He added that few in the Quebec student movement expected the government to make concession in the budget.
“If they are going to start making concessions, it will probably be next week or the week after, when a strike will have started to last for six weeks,” he said.
According to the budget, the tuition hike will result in a $95 million increase in student contribution, in the form of tuition fees, to Quebec university funding. By the end of the hikes in 2017, the student contribution will have jumped from 12.9 per cent in 2009 to 17 per cent.
Bachand told the National Assembly yesterday that it was “reasonable for a student to assume 17 per cent of the cost of his or her education.”
Spending by the Ministry of Education, Leisure and Sport is also budgeted to increase by 2.2 per cent to just under $16 billion.
Pedneault noted how the budget has made no provision regarding tuition fees for international or out-of-province students. According to Pedneault, the government committed in last year’s budget to consult with student associations about fees for out-of-province and international students. Pedneault said these consultations never took place.
Pedneault explained that, since tuition fees are set by the government, they could give very little warning before deciding to re-regulate or de-regulate international and out-of-province fees.
“It’s very much possible that students will know at the last minute if their fees are going up, or by how much,” said Pedneault.
Pedneault noted the Quebec government’s recent deregulation of international tuition fees in some university programs. At McGill, international tuition for Law, Engineering, Management, and Science is deregulated.
“The government just hasn’t made any indication of what their intentions are, which is not surprising, but also dishonest given the commitments they made exactly a year ago,” he continued.
Pedneault said it was possible the government wants to keep the international and out-of-province tuition issue as a “bargaining chip in eventual negotiations.”
“They might hope to play students off against each other by maybe negotiating a tuition freeze or less of a tuition increase in exchange for a tuition increase for out-of-province and international students,” said Pedneault.
McGill released a press release last night addressing the budget announcement. The majority of the press release praised the new budget for dedicating $35 million for the restoration of Wilson Hall, which was built over a century ago, and houses the Schools of Nursing and Social Work.
Principal Heather Munroe-Blum stated in the press release that McGill was “glad to see” the government investment in the restoration.
“Our ability to fulfill our mission with respect to our development of professionals, teaching and research is severely handicapped by the state of many of our facilities,” said Munroe-Blum in the press release.

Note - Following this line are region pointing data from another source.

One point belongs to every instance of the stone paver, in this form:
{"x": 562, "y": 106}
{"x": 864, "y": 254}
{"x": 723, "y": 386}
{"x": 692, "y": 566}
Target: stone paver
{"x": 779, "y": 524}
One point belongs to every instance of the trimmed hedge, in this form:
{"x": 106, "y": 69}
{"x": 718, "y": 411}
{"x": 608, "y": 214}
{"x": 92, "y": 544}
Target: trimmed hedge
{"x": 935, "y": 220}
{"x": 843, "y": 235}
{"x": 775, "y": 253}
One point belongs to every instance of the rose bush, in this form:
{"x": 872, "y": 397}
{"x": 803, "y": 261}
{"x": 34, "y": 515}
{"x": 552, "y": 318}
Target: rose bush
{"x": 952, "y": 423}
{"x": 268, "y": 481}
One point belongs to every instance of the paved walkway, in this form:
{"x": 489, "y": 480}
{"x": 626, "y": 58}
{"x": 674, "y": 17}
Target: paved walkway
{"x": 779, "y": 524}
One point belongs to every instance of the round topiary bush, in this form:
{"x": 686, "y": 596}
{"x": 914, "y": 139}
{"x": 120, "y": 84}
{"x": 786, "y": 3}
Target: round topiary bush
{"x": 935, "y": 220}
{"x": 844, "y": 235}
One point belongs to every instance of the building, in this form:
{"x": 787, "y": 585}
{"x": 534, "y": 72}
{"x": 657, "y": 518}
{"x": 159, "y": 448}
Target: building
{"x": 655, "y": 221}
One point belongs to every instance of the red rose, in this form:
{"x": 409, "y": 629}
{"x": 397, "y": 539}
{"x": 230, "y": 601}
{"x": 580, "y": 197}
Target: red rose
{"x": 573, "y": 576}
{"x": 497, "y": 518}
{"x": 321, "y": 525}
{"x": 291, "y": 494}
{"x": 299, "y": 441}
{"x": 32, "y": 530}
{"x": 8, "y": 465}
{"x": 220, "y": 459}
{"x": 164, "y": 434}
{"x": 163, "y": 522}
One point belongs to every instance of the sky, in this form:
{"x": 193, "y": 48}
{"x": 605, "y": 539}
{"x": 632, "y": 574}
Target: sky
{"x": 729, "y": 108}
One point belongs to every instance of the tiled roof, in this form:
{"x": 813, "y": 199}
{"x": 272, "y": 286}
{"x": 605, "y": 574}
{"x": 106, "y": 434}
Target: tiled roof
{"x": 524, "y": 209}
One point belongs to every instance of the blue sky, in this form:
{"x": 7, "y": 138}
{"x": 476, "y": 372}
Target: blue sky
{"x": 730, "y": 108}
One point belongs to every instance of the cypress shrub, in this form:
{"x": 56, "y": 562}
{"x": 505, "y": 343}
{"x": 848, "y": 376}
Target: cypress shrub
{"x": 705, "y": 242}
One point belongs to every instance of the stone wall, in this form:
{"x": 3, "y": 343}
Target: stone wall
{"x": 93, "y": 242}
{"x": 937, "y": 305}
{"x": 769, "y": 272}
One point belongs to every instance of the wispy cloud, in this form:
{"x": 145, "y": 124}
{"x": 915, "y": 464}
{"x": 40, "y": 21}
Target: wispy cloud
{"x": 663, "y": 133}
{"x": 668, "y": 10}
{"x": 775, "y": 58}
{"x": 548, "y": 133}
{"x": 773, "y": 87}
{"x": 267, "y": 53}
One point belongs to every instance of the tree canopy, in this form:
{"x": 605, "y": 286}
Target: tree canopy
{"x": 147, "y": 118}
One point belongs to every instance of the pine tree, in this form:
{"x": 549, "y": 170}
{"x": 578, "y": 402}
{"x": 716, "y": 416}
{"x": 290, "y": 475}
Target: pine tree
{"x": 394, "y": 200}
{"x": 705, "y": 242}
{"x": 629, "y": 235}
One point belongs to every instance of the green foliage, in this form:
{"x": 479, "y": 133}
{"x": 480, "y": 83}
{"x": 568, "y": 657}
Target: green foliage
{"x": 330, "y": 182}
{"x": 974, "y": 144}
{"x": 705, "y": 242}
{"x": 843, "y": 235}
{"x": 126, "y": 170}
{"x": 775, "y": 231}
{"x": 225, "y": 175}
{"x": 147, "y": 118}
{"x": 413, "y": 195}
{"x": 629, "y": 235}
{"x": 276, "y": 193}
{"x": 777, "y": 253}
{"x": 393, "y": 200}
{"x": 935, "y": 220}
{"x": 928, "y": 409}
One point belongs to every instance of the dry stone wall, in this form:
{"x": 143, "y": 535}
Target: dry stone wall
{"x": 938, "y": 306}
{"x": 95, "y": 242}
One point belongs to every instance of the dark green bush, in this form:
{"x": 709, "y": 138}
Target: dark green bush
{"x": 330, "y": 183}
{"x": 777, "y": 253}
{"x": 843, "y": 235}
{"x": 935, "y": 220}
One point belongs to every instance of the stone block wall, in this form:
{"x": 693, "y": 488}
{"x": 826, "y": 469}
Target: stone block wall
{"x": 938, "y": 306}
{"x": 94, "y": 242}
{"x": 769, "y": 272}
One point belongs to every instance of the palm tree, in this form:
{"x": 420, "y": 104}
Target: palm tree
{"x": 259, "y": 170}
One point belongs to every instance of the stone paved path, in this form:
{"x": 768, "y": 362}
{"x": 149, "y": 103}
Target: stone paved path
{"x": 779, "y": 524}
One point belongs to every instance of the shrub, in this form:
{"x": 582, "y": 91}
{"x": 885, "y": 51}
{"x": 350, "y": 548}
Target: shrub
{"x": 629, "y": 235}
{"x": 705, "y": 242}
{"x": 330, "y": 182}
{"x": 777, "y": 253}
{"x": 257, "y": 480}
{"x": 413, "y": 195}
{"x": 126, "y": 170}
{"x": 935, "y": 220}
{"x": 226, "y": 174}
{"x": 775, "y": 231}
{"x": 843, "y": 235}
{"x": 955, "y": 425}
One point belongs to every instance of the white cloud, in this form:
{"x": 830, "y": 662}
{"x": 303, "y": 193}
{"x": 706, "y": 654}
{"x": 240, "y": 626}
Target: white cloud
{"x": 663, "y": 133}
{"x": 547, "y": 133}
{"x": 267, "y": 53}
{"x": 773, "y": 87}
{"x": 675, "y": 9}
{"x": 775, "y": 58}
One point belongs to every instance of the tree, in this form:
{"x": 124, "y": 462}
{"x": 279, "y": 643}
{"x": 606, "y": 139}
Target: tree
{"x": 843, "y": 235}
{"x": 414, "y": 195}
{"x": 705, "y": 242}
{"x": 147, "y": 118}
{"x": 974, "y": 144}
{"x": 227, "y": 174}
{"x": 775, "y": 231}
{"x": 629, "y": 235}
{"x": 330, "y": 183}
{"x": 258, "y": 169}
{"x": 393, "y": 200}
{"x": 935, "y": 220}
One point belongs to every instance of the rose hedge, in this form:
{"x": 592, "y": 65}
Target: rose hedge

“By supporting the restoration of Wilson Hall, the government is taking an important first step in addressing this threat to our University’s ability to continue to offer training programs that have a direct contribution to the health and well-being of Quebecers,” she continued.
The press release did not reference the tuition increases specifically. Munroe-Blum commended Bachand “for his commitment to eliminating the deficit, controlling spending, and for his continued reinvestment in universities.”
Ultimately, Pedneault said he read the budget as a “pre-electoral budget.”
“The government is just playing its cards” in advance of a possible provincial election this year, he said.
“A lot of the new measures that were introduced have to do with older folks, which is fine, but it is telling. The Liberal Party’s electorate is typically older, typically wealthier, so the measures that they introduced will probably be helping them first,” he continued.
In an interview with the Canadian University Press (CUP), Martine Desjardins, president of the Federation étudiante universitaire du Québec (FEUQ), said it was “very frustrating that the government is not listening to the next generation.”
“We’re very frustrated to see that the government right now is [seeing] students as second-class citizens,” continued Desjardins.
There are no “user fees” or taxes announced for this year’s budget. The government also announced that they will collect higher royalties – roughly $1.2 billion – from natural resources like mines, forests and water.
The budget sets to invest $1 billion in Plan Nord, an increase from $550 million. “The Plan Nord is taking shape,” Bachand told the National Assembly.